Le hic, bien sûr, c'est que le savoir est toujours
nécessaire pour accéder aux postes à responsabilité et son acquisition
n'étant plus permis par l'école, seuls ceux qui, socialement, en
disposent chez eux, peuvent espérer y parvenir. Les classes moyennes les
plus modestes sont donc les premières victimes de ce déclassement
organisé (les classes populaires n’y ayant jamais eu vraiment accès sauf
de façon marginale). D’où le sentiment de malaise et la peur
grandissantes que ressentent ces foyers au sujet de l‘avenir de leurs
enfants.
On pourra ensuite, toujours s'étonner que l'ascenseur
social ne fonctionne plus et vouloir, pour y remédier, obliger les
grandes écoles à diminuer le niveau de leur concours pour une minorité
au nom de la discrimination positive.
Elever le niveau
On remarquera qu'il s'agit là de prendre le problème à l'envers.
Que diriez-vous, plutôt, d'élever le niveau des classes populaires à
celui des classes bourgeoises grâce à un enseignement de qualité que
sont parfaitement capables de dispenser les profs de notre pays (très
bien formés !!!).
Mais bientôt, le niveau des profs
(suppression des concours et réforme des méthodes de recrutement) sera
aligné sur celui des élèves, ce qui supprimera toute velléité de
dissidence encore trop prononcée chez des profs trop bien formés et donc
mécontents de l’écart qu’ils voient se creuser entre ce qu’ils
pourraient faire et ce qu’on leur demande de faire : la droite libérale
ne fait qu’achever le programme socialiste mis en œuvre via Allègre et
Meirieu depuis 1989.
La méthode promue par Meirieu a tout
simplement rendu tout enseignement impossible dans les nombreux
établissements où elle été mise en application : selon la formule de
Liliane Lurçat (Vers une école totalitaire ? Guibert, 1998), le
pédagogisme est une méthode anti-intellectuelle qui organise la
destruction des intelligences et qui accuse d'élitisme toute forme de
transmission de savoir.
L'élitisme pour tous
Pour ma part, je remercie l'école « élitiste » d'avoir permis à ma
mère, sortie de l'école à 13 ans, de maîtriser parfaitement sa langue
maternelle et d'avoir pu, grâce à cela, exercer avec dignité le métier
de secrétaire que beaucoup de nos bac + 2 actuels seraient incapables de
faire en raison de leurs faiblesses syntaxiques et orthographiques.

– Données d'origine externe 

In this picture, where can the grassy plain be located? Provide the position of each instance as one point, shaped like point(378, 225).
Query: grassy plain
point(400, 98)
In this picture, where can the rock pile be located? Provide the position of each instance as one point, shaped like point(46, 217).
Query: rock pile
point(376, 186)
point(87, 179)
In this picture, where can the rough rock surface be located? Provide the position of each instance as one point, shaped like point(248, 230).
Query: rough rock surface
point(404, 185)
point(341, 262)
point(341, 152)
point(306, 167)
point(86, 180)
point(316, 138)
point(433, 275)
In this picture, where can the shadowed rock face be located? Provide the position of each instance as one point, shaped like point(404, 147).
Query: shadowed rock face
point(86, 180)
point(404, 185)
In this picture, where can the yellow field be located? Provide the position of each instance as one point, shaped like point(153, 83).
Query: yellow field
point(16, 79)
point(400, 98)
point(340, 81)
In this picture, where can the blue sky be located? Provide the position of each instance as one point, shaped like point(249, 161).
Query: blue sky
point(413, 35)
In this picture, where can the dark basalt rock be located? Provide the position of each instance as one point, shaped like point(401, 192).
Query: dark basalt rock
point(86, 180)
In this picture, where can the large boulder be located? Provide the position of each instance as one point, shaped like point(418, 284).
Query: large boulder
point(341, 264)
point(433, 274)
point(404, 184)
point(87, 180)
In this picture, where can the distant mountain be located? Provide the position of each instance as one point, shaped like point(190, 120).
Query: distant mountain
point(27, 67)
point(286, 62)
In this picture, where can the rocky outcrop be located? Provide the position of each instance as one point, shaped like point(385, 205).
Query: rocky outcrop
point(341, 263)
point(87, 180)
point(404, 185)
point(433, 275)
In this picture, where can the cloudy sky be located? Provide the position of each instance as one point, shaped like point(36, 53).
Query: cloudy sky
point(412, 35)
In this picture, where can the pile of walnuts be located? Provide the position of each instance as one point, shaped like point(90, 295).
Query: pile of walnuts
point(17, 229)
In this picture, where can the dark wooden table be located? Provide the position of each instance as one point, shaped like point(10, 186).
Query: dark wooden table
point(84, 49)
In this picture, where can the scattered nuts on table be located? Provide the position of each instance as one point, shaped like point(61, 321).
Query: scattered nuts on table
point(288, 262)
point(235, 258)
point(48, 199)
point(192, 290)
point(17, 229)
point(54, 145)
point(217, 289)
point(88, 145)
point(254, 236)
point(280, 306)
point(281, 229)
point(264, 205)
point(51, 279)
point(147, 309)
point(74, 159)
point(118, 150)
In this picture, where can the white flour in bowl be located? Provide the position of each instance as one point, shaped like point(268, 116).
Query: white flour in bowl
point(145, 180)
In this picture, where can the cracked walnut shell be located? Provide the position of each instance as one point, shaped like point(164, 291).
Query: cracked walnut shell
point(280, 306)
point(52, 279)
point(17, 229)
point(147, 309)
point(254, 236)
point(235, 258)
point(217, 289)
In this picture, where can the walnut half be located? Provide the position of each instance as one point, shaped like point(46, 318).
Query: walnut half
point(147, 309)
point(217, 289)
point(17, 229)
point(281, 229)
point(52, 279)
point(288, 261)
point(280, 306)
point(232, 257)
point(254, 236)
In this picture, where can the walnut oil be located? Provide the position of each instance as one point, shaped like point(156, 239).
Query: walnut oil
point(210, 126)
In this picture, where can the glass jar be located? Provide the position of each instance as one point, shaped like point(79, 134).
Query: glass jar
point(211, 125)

Je remercie, pour ma part, mon institutrice de campagne d'avoir eu
une conception « élitiste» de l'enseignement ainsi que tous mes
enseignants de collège et de lycée de banlieue populaire car ils m’ont
ainsi permis d'accéder aux plaisirs de l'apprentissage et de la culture.

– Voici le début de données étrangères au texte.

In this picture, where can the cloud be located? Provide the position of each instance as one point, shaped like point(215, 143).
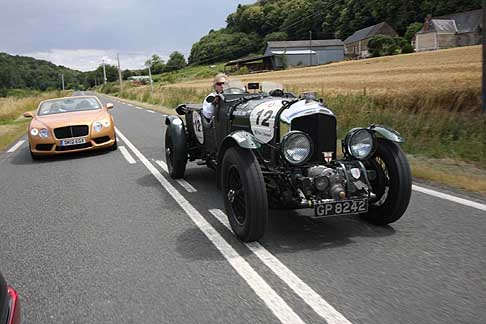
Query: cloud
point(90, 59)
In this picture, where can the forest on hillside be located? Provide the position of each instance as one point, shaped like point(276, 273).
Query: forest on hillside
point(23, 72)
point(251, 26)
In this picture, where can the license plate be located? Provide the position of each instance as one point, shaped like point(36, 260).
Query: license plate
point(73, 141)
point(341, 207)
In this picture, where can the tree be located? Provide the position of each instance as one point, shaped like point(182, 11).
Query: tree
point(176, 62)
point(386, 45)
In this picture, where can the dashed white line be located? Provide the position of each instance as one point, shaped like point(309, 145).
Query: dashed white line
point(455, 199)
point(273, 301)
point(184, 184)
point(16, 146)
point(127, 155)
point(162, 165)
point(308, 295)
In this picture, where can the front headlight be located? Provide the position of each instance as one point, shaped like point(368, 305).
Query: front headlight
point(360, 143)
point(97, 126)
point(296, 147)
point(44, 133)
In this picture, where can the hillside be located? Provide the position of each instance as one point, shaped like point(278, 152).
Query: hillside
point(250, 26)
point(18, 72)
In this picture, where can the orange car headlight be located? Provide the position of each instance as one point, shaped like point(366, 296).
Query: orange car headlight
point(44, 133)
point(98, 125)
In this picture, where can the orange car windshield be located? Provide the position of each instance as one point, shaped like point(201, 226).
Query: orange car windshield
point(68, 105)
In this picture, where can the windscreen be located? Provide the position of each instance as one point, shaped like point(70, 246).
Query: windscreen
point(234, 86)
point(68, 105)
point(268, 86)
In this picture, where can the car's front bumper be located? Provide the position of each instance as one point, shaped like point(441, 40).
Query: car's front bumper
point(52, 146)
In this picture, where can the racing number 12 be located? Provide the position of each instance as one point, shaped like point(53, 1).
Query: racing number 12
point(268, 114)
point(198, 125)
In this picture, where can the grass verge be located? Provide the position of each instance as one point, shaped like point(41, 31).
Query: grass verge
point(12, 123)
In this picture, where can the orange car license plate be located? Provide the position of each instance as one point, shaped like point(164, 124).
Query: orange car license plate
point(73, 141)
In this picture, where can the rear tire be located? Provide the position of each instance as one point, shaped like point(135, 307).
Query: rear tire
point(175, 156)
point(393, 184)
point(244, 194)
point(34, 156)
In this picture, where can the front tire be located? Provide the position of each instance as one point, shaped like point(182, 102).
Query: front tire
point(244, 194)
point(392, 185)
point(175, 156)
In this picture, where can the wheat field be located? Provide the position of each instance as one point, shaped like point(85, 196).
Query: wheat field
point(439, 79)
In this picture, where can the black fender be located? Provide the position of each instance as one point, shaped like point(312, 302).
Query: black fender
point(385, 132)
point(239, 138)
point(175, 125)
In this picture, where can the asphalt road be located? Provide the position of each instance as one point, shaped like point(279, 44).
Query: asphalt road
point(109, 238)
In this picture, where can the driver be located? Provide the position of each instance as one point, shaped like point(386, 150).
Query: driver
point(218, 86)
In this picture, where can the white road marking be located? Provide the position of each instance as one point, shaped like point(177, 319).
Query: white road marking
point(184, 184)
point(127, 155)
point(163, 165)
point(308, 295)
point(273, 301)
point(455, 199)
point(16, 146)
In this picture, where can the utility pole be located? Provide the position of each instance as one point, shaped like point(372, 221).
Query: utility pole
point(104, 72)
point(310, 47)
point(483, 32)
point(150, 77)
point(119, 72)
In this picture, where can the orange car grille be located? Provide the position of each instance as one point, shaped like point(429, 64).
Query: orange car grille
point(71, 131)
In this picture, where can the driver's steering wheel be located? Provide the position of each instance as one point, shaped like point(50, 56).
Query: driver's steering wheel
point(234, 90)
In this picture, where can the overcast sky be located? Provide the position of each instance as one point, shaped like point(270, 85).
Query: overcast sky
point(79, 34)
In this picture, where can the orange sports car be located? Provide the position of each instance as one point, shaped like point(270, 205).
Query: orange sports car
point(70, 124)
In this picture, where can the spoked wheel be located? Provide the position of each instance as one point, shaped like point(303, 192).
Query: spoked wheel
point(392, 185)
point(244, 194)
point(175, 156)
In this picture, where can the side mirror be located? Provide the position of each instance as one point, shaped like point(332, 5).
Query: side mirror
point(181, 110)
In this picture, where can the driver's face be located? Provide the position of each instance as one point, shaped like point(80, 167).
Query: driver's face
point(219, 86)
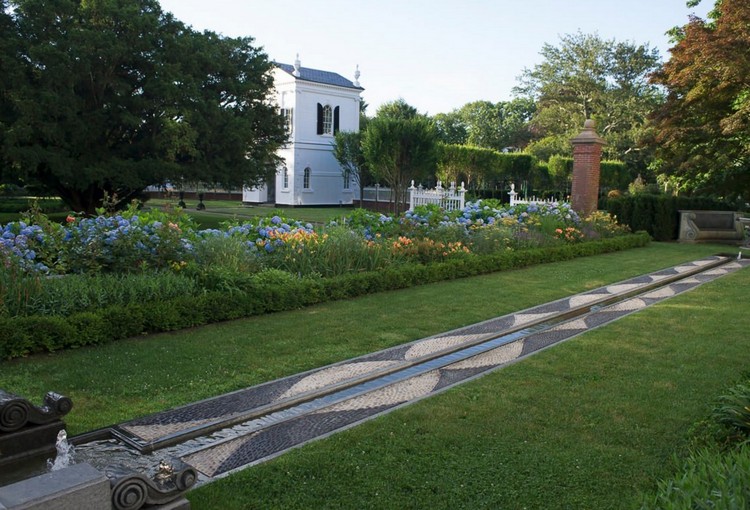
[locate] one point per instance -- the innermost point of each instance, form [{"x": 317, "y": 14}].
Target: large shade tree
[
  {"x": 116, "y": 95},
  {"x": 500, "y": 126},
  {"x": 585, "y": 77},
  {"x": 398, "y": 150},
  {"x": 703, "y": 130}
]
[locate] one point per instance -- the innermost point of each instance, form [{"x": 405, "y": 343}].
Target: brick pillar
[{"x": 587, "y": 156}]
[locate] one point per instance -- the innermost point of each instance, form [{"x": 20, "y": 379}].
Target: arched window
[
  {"x": 306, "y": 178},
  {"x": 328, "y": 119}
]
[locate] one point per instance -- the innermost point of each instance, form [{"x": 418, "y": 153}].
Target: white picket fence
[
  {"x": 450, "y": 199},
  {"x": 532, "y": 200}
]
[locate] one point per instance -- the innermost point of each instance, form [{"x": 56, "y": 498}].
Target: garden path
[{"x": 233, "y": 431}]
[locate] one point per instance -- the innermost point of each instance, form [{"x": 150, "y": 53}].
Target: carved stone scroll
[
  {"x": 132, "y": 490},
  {"x": 17, "y": 412}
]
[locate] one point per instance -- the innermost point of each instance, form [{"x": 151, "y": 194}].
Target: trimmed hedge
[
  {"x": 274, "y": 291},
  {"x": 658, "y": 214}
]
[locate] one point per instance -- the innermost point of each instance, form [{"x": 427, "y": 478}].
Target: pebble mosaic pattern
[
  {"x": 260, "y": 445},
  {"x": 210, "y": 414}
]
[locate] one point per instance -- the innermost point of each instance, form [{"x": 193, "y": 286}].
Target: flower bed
[{"x": 147, "y": 268}]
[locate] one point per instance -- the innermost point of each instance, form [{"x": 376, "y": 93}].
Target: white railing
[
  {"x": 449, "y": 199},
  {"x": 532, "y": 200}
]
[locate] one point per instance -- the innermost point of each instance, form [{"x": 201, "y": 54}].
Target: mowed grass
[
  {"x": 586, "y": 424},
  {"x": 142, "y": 375}
]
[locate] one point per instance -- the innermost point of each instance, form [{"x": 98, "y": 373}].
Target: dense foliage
[
  {"x": 588, "y": 77},
  {"x": 716, "y": 473},
  {"x": 659, "y": 215},
  {"x": 108, "y": 97},
  {"x": 702, "y": 130}
]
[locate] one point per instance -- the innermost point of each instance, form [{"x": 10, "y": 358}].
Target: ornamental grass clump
[{"x": 338, "y": 251}]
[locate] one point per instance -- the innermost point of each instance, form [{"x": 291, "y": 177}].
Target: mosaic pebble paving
[
  {"x": 210, "y": 414},
  {"x": 220, "y": 459}
]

Avec un Philippe Meirieu aux commandes, je n'aurais certainement pas eu
cette chance...
Soyons clairs : l'idéologie pédagogique de P.

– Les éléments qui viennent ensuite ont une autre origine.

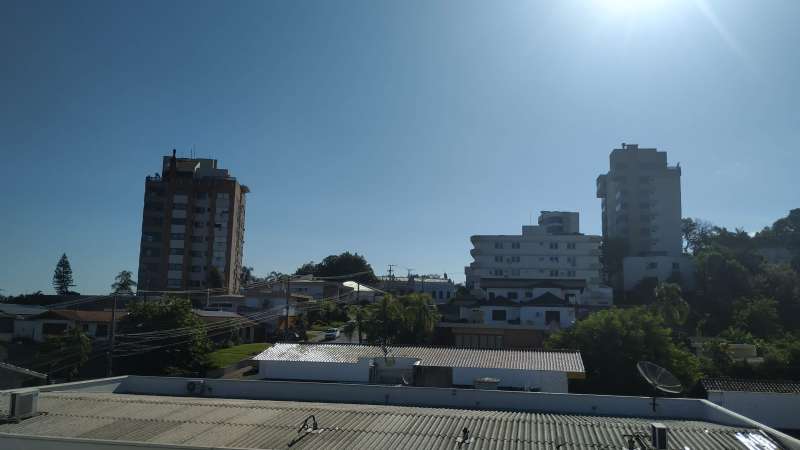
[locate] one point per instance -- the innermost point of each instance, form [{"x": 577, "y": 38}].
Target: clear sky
[{"x": 393, "y": 129}]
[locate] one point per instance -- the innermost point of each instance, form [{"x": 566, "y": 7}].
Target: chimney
[{"x": 658, "y": 435}]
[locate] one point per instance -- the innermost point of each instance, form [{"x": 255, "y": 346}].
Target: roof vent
[
  {"x": 464, "y": 438},
  {"x": 23, "y": 404},
  {"x": 196, "y": 387},
  {"x": 658, "y": 436}
]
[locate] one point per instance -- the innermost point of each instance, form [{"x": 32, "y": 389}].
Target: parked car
[{"x": 331, "y": 333}]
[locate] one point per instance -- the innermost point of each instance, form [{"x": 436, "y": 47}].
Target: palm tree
[{"x": 124, "y": 283}]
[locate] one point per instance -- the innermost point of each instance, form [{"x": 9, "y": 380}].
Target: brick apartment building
[{"x": 193, "y": 219}]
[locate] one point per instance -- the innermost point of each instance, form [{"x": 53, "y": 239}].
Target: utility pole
[
  {"x": 110, "y": 353},
  {"x": 286, "y": 324}
]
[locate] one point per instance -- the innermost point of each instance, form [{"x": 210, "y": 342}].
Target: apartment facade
[
  {"x": 192, "y": 220},
  {"x": 537, "y": 254},
  {"x": 641, "y": 201},
  {"x": 641, "y": 207}
]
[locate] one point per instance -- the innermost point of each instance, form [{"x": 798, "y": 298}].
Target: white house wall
[
  {"x": 545, "y": 381},
  {"x": 772, "y": 409},
  {"x": 315, "y": 371}
]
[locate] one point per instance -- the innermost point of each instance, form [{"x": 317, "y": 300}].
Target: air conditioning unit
[
  {"x": 196, "y": 387},
  {"x": 23, "y": 404}
]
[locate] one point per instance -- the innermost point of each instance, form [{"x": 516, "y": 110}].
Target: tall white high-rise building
[{"x": 551, "y": 257}]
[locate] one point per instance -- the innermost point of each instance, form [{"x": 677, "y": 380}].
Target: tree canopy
[
  {"x": 62, "y": 277},
  {"x": 182, "y": 352},
  {"x": 405, "y": 320},
  {"x": 124, "y": 283},
  {"x": 612, "y": 342},
  {"x": 339, "y": 265}
]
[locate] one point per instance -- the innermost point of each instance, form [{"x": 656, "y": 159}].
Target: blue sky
[{"x": 394, "y": 129}]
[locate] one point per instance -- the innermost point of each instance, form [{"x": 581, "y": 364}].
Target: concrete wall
[
  {"x": 776, "y": 410},
  {"x": 544, "y": 381},
  {"x": 315, "y": 371}
]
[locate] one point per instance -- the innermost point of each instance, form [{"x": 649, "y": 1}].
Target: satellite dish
[{"x": 660, "y": 378}]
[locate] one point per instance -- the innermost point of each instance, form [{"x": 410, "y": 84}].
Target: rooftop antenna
[{"x": 660, "y": 379}]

Meirieux est en grande partie responsable des dysfonctionnements et de
la violence que nous rencontrons aujourd'hui à l'école. Pour ceux qui ne
sont pas convaincus de la nocivité des méthodes pédagogistes, je
conseille le visionnage du film, malheureusement trop peu diffusé, « La
journée de la jupe » (avec I. Adjani), dans lequel on peut dire que
Meirieu est le principal mis en cause.